L’attuale segretario del PD deve, prima o poi, accorgersi che gli elettori di orientamento moderato vanno conquistati con la credibilità di un’innovazione di sinistra, non cedendo a confuse operazioni centriste. Il punto è questo: i nuovi diritti. Non bastano più i vecchi diritti sociali che, del resto, fecero grande la sinistra storica. Ma la cosa che a me appare già chiara è che un nuovo partito non può nascere solo dalla vecchia cultura classista né, tanto meno, dalla “rottamazione” del passato. Io credo che dobbiamo parlare delle ragioni di un nuovo protagonismo del popolo. Sono le nostre vite quotidiane a essere investite dai grandi poteri di fatto: e parlo non solo dei centri della finanza internazionale, ma delle reti dell’informazione, dei grandi laboratori che producono la scienza, della criminalità organizzata e del terrorismo. Insomma, di quell’insieme di fenomeni che configurano un mondo che nessuno dirige. E ciò mentre assistiamo alla crescita e alla diffusione delle conoscenze e al fatto che le informazioni attraverso i satelliti arrivano ormai nei luoghi più sperduti. Ed è anche questo che suscita bisogni, passioni, consapevolezza, rabbie disperate. Perfino terrorismo.
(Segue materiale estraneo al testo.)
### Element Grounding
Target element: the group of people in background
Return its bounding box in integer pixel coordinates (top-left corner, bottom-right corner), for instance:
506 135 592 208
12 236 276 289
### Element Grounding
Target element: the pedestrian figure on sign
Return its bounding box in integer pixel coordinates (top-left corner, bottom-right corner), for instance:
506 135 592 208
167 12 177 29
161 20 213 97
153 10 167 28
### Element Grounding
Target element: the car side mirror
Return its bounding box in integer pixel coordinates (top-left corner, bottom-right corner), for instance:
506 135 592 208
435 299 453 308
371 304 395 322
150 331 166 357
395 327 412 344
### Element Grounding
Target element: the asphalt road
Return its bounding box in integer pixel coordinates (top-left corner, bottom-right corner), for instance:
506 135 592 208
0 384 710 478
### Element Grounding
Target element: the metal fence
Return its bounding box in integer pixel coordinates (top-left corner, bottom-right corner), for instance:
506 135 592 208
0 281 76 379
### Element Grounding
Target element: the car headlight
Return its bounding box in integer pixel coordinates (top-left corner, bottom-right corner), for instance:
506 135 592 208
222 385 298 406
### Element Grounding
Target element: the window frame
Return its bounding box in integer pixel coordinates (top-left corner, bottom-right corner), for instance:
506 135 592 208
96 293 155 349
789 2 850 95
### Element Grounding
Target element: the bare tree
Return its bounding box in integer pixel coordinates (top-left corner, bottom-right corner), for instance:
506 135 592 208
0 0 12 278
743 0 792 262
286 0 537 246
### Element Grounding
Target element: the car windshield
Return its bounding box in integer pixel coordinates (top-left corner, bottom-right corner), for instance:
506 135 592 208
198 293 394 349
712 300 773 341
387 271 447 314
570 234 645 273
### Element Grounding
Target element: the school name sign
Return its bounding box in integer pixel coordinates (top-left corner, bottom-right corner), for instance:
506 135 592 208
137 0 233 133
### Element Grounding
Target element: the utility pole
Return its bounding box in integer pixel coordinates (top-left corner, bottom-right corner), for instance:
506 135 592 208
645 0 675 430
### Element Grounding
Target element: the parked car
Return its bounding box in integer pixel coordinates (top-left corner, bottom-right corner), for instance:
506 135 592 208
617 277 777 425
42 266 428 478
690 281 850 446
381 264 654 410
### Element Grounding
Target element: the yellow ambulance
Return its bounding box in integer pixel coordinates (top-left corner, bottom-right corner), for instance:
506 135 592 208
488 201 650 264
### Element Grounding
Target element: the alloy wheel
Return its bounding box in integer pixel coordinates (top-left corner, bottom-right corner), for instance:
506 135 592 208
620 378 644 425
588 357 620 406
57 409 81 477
Ecco perché non penso che problemi di questo genere possano essere affrontati da una forza culturalmente e politicamente minoritaria, la quale inevitabilmente sarà costretta a occuparsi di se stessa nel senso che le sue scelte saranno alla fin fine condizionate dalla difesa della propria identità. Le riforme sono necessarie. Centrale è il problema del governo, ma esso non può ridursi al gioco del potere. Non è un problema tecnico di riforme più o meno azzeccate, ma il problema di una nuova “associazione” del popolo italiano. Se una nuova sinistra non diventa lo strumento per una operazione del genere, essa non va lontano. Non c’è molto tempo davanti a Nicola Zingaretti nel comprendere fino in fondo la lezione Spagnola e Portoghese e voltare pagina.